Bonamore: cierto que es injusto que fuera un sueño? pero era eso o que realmente Blaine estuviera muerto y no puedo matar a mi personaje favorito, no aún al menos. No creo estar preparada para eso. Ojalá te guste este final. Saludos!

ValeAsencio: siempre juego en los fics, me encanta darles vueltas inesperadas y hacer que los lectores lleguen al límite, lo mejor es saber que lo logro. Ojalá te guste lo que sigue! gracias por leer y comentar!

Gabriela C: así es, un sueño de Burt.
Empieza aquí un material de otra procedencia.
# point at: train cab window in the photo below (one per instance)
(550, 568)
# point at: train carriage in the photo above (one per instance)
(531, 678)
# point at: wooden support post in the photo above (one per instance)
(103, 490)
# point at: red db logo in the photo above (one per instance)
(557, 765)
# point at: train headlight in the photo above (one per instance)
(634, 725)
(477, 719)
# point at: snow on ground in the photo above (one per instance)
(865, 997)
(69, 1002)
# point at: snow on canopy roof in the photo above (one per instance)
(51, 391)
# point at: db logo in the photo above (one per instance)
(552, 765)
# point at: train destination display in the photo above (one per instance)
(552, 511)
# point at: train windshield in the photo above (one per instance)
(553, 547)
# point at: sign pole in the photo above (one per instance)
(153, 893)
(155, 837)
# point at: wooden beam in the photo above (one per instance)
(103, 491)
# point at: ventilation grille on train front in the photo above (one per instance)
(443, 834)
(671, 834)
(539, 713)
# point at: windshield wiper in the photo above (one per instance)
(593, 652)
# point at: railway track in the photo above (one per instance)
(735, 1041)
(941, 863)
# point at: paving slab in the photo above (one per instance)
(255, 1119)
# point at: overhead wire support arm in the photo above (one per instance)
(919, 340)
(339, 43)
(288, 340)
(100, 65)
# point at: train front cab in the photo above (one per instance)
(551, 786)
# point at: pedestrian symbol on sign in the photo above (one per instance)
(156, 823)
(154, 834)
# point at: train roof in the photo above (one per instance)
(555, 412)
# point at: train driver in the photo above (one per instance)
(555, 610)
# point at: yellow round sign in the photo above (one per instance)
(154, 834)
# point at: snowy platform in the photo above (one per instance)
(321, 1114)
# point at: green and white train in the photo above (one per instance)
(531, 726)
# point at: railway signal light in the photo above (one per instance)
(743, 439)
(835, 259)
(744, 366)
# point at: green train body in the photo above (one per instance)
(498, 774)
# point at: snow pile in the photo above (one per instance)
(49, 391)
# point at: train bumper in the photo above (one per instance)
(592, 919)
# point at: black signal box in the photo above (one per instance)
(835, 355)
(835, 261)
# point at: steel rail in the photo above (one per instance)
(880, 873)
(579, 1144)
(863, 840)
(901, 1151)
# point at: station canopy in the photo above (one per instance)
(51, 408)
Gracias por leer y comentar! =)

mayiklaine: gracias por leer y comentar, aquí va el epílogo! saludos!

Este fic va dedicando completamente a Pinnita Criss-Anderson: TE AMO MUCHO! y espero que te guste el epílogo y final de este fic, ya me dirás =)

Muchas gracias a todos los que leyeron, comentaron y siguieron este fic, espero que les guste lo que viene en el epílogo, ahora intentaré continuar mis fics, y al parecer comenzaré por Luz en las Sombras (aunque ya tengo una idea para un fic nuevo).

Gracias por leer!

Anixita


Llevaba más de 10 años en tratamiento, incluso antes de casarse con Kurt que había iniciado esa terapia y todo gracias a Burt Hummel, quien de un día para otro llamó a su padre y le insistió que debía llevarlo a un oncólogo para revisar que no tuviera cáncer al hígado. Si debía ser sincero, consideraba que todo eso había sido demasiado específico, como si de algún modo su suegro hubiese sabido lo que iba a pasar con él, pero aún así lo encontraba ilógico.

Se suponía que su esposo e hijo lo iban a acompañar al examen y posterior chequeo de ese día, pero Kurt se excusó diciendo que llevaría a Ian a jugar al parque, que no debía de estar tanto tiempo en el hospital. Sinceramente, le dolía la postura del castaño, jamás en todos esos años lo había dejado solo en un chequeo y ahora tenía algo mejor que hacer, incluso su padre y suegro no podían. Sus amigos estaban ocupados en mejores cosas y él estaba completamente solo en la sala de hospital esperando por el resultado, fue en ese momento en que escuchó a una enfermera decir su nombre.

-Blaine Anderson, la doctora López lo espera en el box 8-dijo la mujer suavemente y el moreno se levantó de su lugar y caminó hasta la consulta. Entró tranquilamente y vio a la morena, que años atrás lo había molestado tanto y ahora era su oncóloga, la mujer que más ayudaba le había dado en los últimos años.

-Hobbit-dijo con una sonrisa y lo abrazó-¿y la nenaza de Hummel no vino?-preguntó con sorpresa y sin creer que Blaine había ido solo.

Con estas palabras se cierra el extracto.